In Illinois, child support is always modifiable. There is no agreement that you can enter into waiving your right to receive child support.
Some of the fundamentals of child support are: (1) Increase in support, (2) Reduction of support, and (3) Reductions cannot be retroactive.
Modification of Support (Increase)
A custodial parent may seek an increase in child support, but only when there has been a “substantial change in circumstances” that justifies the increase. Often times, the fact that your child has aged would be enough to demonstrate a “substantial change in circumstance” because the child’s needs have likely increased. Child support is always modifiable. It may not be non-modifiable – even if the parents agree to that term. The law spells out specific thresholds that must be satisfied before the request may even be considered by the court.

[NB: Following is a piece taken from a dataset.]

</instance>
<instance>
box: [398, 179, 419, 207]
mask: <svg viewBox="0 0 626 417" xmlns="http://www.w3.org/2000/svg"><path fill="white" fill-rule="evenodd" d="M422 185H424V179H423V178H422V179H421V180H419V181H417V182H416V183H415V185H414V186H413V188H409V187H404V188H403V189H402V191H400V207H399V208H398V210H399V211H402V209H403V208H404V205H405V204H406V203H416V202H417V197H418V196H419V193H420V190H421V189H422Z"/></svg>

Modification of Support (Reduction):
A non-custodial parent may be able to reduce his or her child support payments based on a “substantial change in circumstances;” that is, when new circumstances justify it. Generally speaking, the court will permit a reduction where the change in circumstances is beyond the control of the parent paying support. For example, if you pay support and you get laid off from your job, the court will probably grant a reduction in your support payments. If, however, you voluntarily reduce your income, quit your job, or do something intending to get yourself fired, you probably won’t get much sympathy from the court – meaning no reduction.
Reductions Cannot Be Retroactive:
Court orders modifying child support can effect only future payments – they cannot go back in time and retroactively reduce (or increase) support orders. Even if your support order is wrong – like if the math was done improperly – there are only a few things that can be done about it retroactively. Nunc pro tunc orders (court orders that have retroactive effect) cannot be used to correct errors. If you think your child support order should be changed – whether you’re seeking an increase or a reduction – the sooner you act the sooner the modification can go into effect. Every day that goes by until you start the process in court is a day that the court cannot later change – you’re just throwing money away.